45

I attempted to answer this question on Quora, and was told that I am thinking about the problem incorrectly. The question was:

Two distinct real numbers between 0 and 1 are written on two sheets of paper. You have to select one of the sheets randomly and declare whether the number you see is the biggest or smallest of the two. How can one expect to be correct more than half the times you play this game?

My answer was that it was impossible, as the probability should always be 50% for the following reason:

You can't! Here's why:

The set of real numbers between (0, 1) is known as an Uncountably Infinite Set (https://en.wikipedia.org/wiki/Uncountable_set). A set that is uncountable has the following interesting property:

Let $\mathbb{S}$ be an uncountably infinite set. Let, $a, b, c, d \in \mathbb{S} (a \neq b, c \neq d)$. If $x$ is an uncountably infinite subset of $\mathbb{S}$, containing all elements in $\mathbb{S}$ on the interval $(a, b)$; and $y$ is another uncountably infinite subset of $\mathbb{S}$, which contains all elements of $\mathbb{S}$ on the interval $(c, d),$ $x$ and $y$ have the same cardinality (size)!

So for example, the set of all real numbers between (0, 1) is actually the exact same size as the set of all real numbers between (0, 2)! It is also the same size as the set of all real numbers between (0, 0.00001). In fact, if you have an uncountably infinite set on the interval $(a, b)$, and $a<n<b$, then then exactly 50% of the numbers in the set are greater than $n$, and 50% are less than $n$, no matter what you choose for $n$. This is important because it tells us something unintuitive about our probability in this case. Let's say the first number you picked is 0.03. You might think "Well, 97% of the other possible numbers are larger than this, so the other number is probably larger." You would be wrong! There are actually exactly as many numbers between (0, 0.03) as there are between (0.03, 1). Even if you picked 0.03, half of the other possible numbers are smaller than it, and half of the other possible numbers are larger than it.
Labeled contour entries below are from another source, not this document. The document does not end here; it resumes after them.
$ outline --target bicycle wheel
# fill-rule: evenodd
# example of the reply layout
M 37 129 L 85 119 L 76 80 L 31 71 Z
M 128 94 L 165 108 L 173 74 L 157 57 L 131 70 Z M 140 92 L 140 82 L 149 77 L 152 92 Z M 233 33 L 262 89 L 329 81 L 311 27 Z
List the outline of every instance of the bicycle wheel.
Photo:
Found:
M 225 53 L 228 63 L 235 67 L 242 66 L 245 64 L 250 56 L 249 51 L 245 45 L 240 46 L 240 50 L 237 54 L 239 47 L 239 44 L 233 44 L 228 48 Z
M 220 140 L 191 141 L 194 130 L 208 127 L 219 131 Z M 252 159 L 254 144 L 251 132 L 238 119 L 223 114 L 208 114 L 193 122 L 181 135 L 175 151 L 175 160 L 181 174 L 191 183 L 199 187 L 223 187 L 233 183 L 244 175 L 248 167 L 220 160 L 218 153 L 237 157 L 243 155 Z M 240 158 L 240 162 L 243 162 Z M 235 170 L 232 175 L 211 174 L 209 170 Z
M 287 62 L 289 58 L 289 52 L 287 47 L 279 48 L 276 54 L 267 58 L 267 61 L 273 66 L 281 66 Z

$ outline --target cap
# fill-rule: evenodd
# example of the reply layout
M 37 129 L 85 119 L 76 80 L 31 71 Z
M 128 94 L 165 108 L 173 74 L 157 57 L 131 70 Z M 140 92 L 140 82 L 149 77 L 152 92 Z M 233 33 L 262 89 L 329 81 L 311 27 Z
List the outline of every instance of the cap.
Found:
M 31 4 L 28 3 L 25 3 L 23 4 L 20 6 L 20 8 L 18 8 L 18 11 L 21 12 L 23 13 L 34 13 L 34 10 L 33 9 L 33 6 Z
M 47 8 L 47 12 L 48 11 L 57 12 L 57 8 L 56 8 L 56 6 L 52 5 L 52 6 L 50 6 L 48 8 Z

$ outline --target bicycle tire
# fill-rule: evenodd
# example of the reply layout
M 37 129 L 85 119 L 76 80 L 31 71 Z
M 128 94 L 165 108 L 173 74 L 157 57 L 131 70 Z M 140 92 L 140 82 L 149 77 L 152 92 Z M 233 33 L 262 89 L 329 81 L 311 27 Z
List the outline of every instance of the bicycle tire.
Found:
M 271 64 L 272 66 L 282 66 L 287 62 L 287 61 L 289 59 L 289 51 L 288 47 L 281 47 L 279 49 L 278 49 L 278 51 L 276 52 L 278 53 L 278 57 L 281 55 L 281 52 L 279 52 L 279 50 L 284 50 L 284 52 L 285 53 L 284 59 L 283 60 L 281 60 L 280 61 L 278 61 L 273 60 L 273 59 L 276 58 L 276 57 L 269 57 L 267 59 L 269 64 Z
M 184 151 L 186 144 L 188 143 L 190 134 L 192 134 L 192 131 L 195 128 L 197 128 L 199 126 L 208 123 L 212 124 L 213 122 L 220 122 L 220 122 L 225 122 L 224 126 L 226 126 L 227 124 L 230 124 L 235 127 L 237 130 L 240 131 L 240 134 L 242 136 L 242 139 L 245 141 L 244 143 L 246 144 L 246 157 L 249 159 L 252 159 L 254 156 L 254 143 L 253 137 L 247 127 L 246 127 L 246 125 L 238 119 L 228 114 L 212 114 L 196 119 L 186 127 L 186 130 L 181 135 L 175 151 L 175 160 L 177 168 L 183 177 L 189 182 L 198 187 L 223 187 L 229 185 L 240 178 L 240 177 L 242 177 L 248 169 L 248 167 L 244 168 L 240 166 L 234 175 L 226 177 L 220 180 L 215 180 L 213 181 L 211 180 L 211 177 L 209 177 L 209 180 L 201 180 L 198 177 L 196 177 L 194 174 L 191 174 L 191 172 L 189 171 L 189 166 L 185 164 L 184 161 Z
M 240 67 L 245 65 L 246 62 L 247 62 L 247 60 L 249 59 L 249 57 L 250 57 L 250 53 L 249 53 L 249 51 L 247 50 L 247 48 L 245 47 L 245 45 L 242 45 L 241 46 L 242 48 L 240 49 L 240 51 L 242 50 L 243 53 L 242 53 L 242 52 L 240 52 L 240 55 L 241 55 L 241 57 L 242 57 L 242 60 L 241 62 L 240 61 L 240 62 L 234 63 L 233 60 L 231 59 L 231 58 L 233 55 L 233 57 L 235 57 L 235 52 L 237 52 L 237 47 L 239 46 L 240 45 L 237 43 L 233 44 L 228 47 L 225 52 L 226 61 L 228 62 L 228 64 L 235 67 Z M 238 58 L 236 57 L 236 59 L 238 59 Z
This means there is still a 50% probability that the other number is larger, and a 50% probability that it is smaller!

"But how can that be?" you ask, "why isn't $\frac{a-b}{2}$ the midpoint?"

The real question is, why is it that we believe that $\frac{a-b}{2}$ is the midpoint to begin with? The reason is probably the following: it seems to make the most sense for discrete (finite/countably infinite) sets. For example, if instead of the real numbers, we took the set of all multiples of $0.001$ on the interval $[0, 1]$. Now it makes sense to say that 0.5 is the midpoint, as we know that the number of numbers below 0.5 is equal to the number of numbers above 0.5. If we were to try to say that the midpoint is 0.4, we would find that there are now more numbers above 0.4 then there are below 0.4. This no longer applies when talking about the set of all real numbers $\mathbb{R}$. Strangely enough, we can no longer talk about having a midpoint in $\mathbb{R}$, because every number in $\mathbb{R}$ could be considered a midpoint. For any point in $\mathbb{R}$, the numbers above it and the numbers below it always have the same cardinality.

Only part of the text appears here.